The master’s son was himself well-educated. He told Marieme about life outside the farm — about a world without slavery. He said she should be free; that she and her family should not have to work in abusive conditions without pay.
This system, he said, robbed them of their human dignity.
Awakened to those ideas, Marieme would never let them go.
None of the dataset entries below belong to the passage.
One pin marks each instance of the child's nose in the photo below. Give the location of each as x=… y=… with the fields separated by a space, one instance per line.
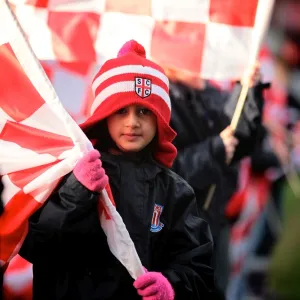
x=132 y=120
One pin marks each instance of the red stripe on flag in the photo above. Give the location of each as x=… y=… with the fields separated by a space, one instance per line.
x=35 y=139
x=184 y=40
x=74 y=35
x=18 y=97
x=233 y=12
x=13 y=222
x=23 y=177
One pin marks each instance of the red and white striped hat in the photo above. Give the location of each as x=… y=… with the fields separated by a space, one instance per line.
x=132 y=79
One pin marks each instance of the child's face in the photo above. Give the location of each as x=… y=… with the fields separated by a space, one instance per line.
x=132 y=128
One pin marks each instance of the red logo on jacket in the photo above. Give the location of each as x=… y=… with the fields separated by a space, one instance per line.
x=156 y=224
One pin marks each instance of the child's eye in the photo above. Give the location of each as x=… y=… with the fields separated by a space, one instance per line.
x=145 y=111
x=121 y=111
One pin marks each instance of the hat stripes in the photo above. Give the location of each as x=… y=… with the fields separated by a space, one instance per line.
x=129 y=69
x=125 y=87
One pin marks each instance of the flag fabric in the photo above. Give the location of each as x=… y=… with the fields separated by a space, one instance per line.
x=17 y=281
x=191 y=39
x=39 y=144
x=212 y=39
x=248 y=203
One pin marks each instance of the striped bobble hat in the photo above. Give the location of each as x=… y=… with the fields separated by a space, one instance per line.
x=132 y=79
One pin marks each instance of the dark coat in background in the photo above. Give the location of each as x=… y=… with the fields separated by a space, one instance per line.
x=70 y=254
x=198 y=117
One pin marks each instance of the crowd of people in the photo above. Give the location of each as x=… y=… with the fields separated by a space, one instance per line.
x=211 y=209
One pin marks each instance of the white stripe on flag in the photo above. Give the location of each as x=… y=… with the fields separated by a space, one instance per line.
x=9 y=189
x=15 y=158
x=43 y=118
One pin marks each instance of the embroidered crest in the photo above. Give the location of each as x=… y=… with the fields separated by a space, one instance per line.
x=143 y=87
x=156 y=225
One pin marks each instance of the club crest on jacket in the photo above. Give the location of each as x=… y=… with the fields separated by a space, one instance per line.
x=156 y=224
x=143 y=87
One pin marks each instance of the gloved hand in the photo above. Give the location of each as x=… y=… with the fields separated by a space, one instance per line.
x=89 y=172
x=154 y=286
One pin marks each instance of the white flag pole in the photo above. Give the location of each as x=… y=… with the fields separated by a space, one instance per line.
x=40 y=81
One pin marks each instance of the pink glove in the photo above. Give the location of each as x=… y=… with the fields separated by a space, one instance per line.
x=154 y=286
x=89 y=172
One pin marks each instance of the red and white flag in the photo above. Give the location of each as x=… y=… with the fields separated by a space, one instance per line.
x=210 y=39
x=39 y=144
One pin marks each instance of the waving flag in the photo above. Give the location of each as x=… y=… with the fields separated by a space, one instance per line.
x=210 y=39
x=39 y=144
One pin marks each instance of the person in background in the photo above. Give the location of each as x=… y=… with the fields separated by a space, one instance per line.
x=209 y=150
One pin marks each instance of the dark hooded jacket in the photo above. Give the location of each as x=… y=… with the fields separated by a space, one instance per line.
x=69 y=251
x=198 y=117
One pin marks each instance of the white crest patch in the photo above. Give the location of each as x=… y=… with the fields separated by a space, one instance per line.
x=143 y=87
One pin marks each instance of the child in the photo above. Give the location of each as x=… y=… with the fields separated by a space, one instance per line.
x=129 y=125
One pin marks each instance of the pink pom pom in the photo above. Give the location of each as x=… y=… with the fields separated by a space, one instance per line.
x=132 y=46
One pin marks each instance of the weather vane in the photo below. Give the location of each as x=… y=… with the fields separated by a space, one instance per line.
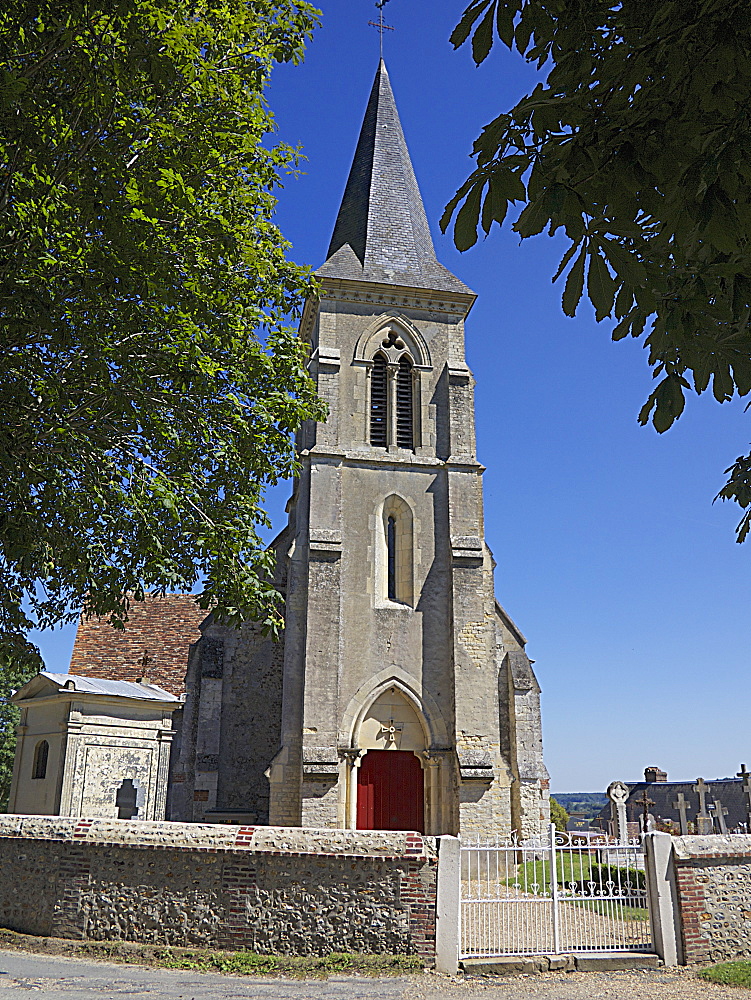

Unfortunately, her first escape attempt failed. She ended up at the house of another slave owner who promptly returned her. Needless to say, her owner was not pleased:

“They bound my wrists and ankles and tied me to a date tree in the middle of the family compound, and left me there for a week,” she told attorneys when she applied for asylum. “He beat me many times during that week. He cut my wrists with a razor, so that I bled terribly. There was so much blood that he had me brought to a doctor, who sewed up the wounds. As soon as I returned, the chief of the family tied me up again. He refused me food while I was tied up. A few times at night, while everyone was sleeping, my mother snuck me a little bit of food. She had to feed me, because my hands were bound.”
The message was clear:
If you run again, I’ll kill you.

Undeterred, she made another attempt several years later, after her parents died. Another slave stole some money and used it to pay a smuggler to take Marieme to Senegal. And here comes what might be the most heart-wrenching part of the story: Marieme had to leave her six children behind. She would eventually travel to America over sea, and in 1999, arrived in a Baltimore safe house. I won’t spoil the ending because I want you to read the entire harrowing account, but it is a happy one.

Unfortunately, though Mauritania has technically outlawed slavery and made it a crime in 2007, only one slave owner has been successfully prosecuted. It is estimated that 10% — 20% of Mauritania’s 3.4 million people still live in slavery. More info on Mauritania’s situation, as well as yet another powerful story, can be found on CNN at “Slavery’s last stronghold”.